Just like Elmo, Brown is hyper, likes to be in the spotlight and wants to be everyone's best friend.

For many of these reasons Brown had an uphill climb convincing many he can put down his funny stick and handle the serious aspect of the job. But, at this point, polls indicate he has proven he can change hats when need be – a pleasant shock.

Many traditional VP-SA events – like Orientation week, Homecoming, Clubs Week and the United Way Campaign – have gone well.

Brown is currently working on an O-week double cohort action plan and plans for an Off-Campus Students' Council have been well-received, while his work on CHRW's "Wake-up Western" morning show is entertaining.

However, because of this creative and outgoing persona, it is disappointing the student body has not seen any similarly colourful and new ideas from Brown. Some fear he may be playing it too safe in order to avoid screw-ups like last year's Operation Massive disaster, but, in the meantime, he may be squandering away his creative talent.

However, the near unanimous decision says he's been a success.

For the guy that's supposed to be VP-fun, we'd say "that tickles."

Sera Vavala B-

Like Maria, the mother figure of Sesame Street, VP-campus issues Sera Vavala is good at keeping the peace and taking care of both the groups she represents and the commissioners in her portfolio.

With a friendly disposition, students and clubs feel comfortable approaching her with their concerns. However, she is not a well-known figure to much of the student body.

Vavala handled the situation on campus following Sept. 11 in an even-keeled manner, keeping her door open to all Western students with any concerns.

When administration took away student parking spots, she fought hard and successfully got them all back – plus a few extra. But, it was an action for which she didn't receive enough credit, councillors said.

There was much criticism of this year's Coming Out Week, a low-profiled event that featured a drag show – and that's about it.

While Vavala has more recently been working with the University Police Department on campus safety concerns, she needs to take a more public role on the issue. Many women at Western are concerned about their safety and by making herself visible as a leader, she could take her VP-campus issues position to the next level.

Vavala has shown she can deal with situations well when students approach her, but she needs to be more proactive. If you want to keep the neighbourhood safe, you don't wait for something bad to happen before you act.

Tim Shorthill C-

Getting off to a good start was easy for this year's communications officer, especially with the five-figure raise he received in the summer.

Keeping up with that momentum, however, has been another story.

After losing out in the presidential elections, Tim Shortill took on the communications officer position with many ideas from his previous campaign and was off to a great start.

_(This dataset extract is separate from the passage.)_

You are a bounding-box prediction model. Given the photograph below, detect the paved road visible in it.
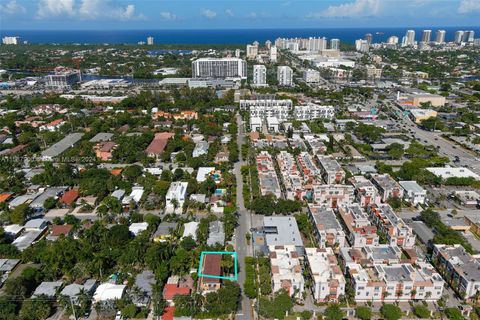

He helped launch the USC Front – a mock USC office where students can get easy information without venturing to the third floor. He revamped the USC website and made a CD-ROM multimedia "business card" for the USC to distribute to students, other universities and government big shots.

He also made the USC Notes, a more visible publication, although many councillors feel there are too many inside jokes for the regular student.

Despite such accomplishments, many councillors said most of his duties were finished in the summer and he hasn't really taken on anything new that he didn't set out to from the start.

At the same time, the wannabe lawyer has spent much of his time preparing for the LSAT, possibly during office hours. Even in the USC Notes, he stated, "So here I sit, at my desk, in my office, typing this article instead of what I should be doing – preparing for the LSAT." Sorry Tim, you're wrong – your councillors think what you "should be doing" is your job.

Just like Snuffy, Shortill has been dragging his feet recently. However, Shorthill goes out of his way to help students who approach him – even if the issue does not fall under his own portfolio – and is very accessible.

Doing an adequate job thus far, Shortill will have to pick up that ball he seems to have dropped at the end of October and pick up the pace in second semester to prove and reinforce that the communications officer is worthy of full-time pay.